Thursday, July 5, 2012

House Call

Em and Ry’s house is a very, very, very nice house, I posted  on Facebook last week. I wasn’t surprised when a couple of my friends replied by asking,              “With two cats in the yard?”

 “No, but a beagle on the porch and two poodles across the way,” I wrote back. Occasionally status threads go as anticipated.

Married nine months ago this week, my daughter and son-in-law are homeowners now, with a mortgage to pay and a baby on the way. To think I thought this was going to be a quiet year. Quiet may be out of reach for some time. Quietness, I have found, is highly overrated.

The getting married part was long planned – Em and Ry were engaged for over two years. The couple’s move to an apartment - about an hour east - just a month before their wedding, surprised me.

Baby was hoped for. Now, the newlyweds’ move to a house, just before baby-makes-three, makes sense. I  didn’t like the  splintery outdoor stairs to their second floor apartment over a gift shop, even  before Em was pregnant. I disliked each step more and more as she got bigger and bigger.  

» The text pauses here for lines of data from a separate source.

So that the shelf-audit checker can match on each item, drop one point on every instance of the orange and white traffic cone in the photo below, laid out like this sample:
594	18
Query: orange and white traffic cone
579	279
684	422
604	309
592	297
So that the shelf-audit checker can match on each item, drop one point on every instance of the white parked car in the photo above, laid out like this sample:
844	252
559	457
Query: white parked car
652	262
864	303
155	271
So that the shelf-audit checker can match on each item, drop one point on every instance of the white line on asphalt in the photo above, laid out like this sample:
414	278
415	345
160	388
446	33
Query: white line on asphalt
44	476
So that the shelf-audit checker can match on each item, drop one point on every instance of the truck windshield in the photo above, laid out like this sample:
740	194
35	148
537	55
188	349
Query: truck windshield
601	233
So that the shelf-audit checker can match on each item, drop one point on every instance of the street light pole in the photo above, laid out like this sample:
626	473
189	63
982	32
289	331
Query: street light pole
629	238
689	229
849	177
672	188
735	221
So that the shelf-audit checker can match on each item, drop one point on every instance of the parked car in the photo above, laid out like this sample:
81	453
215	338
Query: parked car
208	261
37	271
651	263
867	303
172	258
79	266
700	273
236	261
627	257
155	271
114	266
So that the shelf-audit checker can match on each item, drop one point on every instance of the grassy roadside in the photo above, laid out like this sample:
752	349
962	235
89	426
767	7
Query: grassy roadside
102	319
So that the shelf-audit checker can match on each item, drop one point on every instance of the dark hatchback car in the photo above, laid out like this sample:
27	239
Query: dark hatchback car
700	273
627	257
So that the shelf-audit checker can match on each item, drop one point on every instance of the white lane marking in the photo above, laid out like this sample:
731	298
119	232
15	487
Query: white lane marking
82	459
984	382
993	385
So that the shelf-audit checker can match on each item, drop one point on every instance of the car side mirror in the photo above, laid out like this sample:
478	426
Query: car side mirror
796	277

Some refer to the new house as a “starter home.” In 1982, some referred to the home Emily and her brother eventually grew up in as a “starter” too. A Crosby, Stills, Nash and Young kind of house.
Larry and I had a five year plan for our small ranch (surrounded by tall pines). Before we knew it, the single-digit plan became a double-digit plan. That plan involved turning the garage into a family room and adding a new garage to that.
Renovating a garage in 1987. . into a family room
In time we started looking at bigger homes. One, across town, caught our eye: two floors, kitchen that opened to what designers called a Great Room at the time. The stuff of family magazine spreads. When I mentioned the house, which we had decided to bid on, to a friend who lived in what seemed to be our prospective neighborhood, she said, “ Yeah – and the neighbors are nice – which is a good thing since, sitting on your back deck, you can hear your neighbor ‘toot’ around here.” She wasn’t talking trumpet practice. The development had been built on former farm land. There wasn’t a tree taller than five-foot-me in sight.

The next day or so we were raking our perpetual pile after pile of oak leaves, which, by the way, fell year round  in our treed lot (surrounded by tall pines). All we could hear were birds. That is, until we began to hear the sounds one doesn't hear unless all one can hear, at first, are birds. We could hear the rustle and light thump of our children jumping into piles of leaves here and there. We could hear the tinkle a soft breeze plays off a distant wind chime.  
Larry and I looked at each other as if to ask, Are we crazy? We  both knew a tinkle beat a toot in any yard. Within a day we removed our bid for the house on the other side of town and extended our ten year plan for our "starter" home to fifteen. By the time that deadline rolled around we had raised the roof of our starter home – and got the added space sealed just before the quirky April Fool’s Day Blizzard of ’97. You never know, do you?
Yet, we did know that it would take a lot less time to grow a home (not an expression we would have used fifteen years ago) than it would to grow the pines and the privacy we had  grown accustom to on our wooded lot.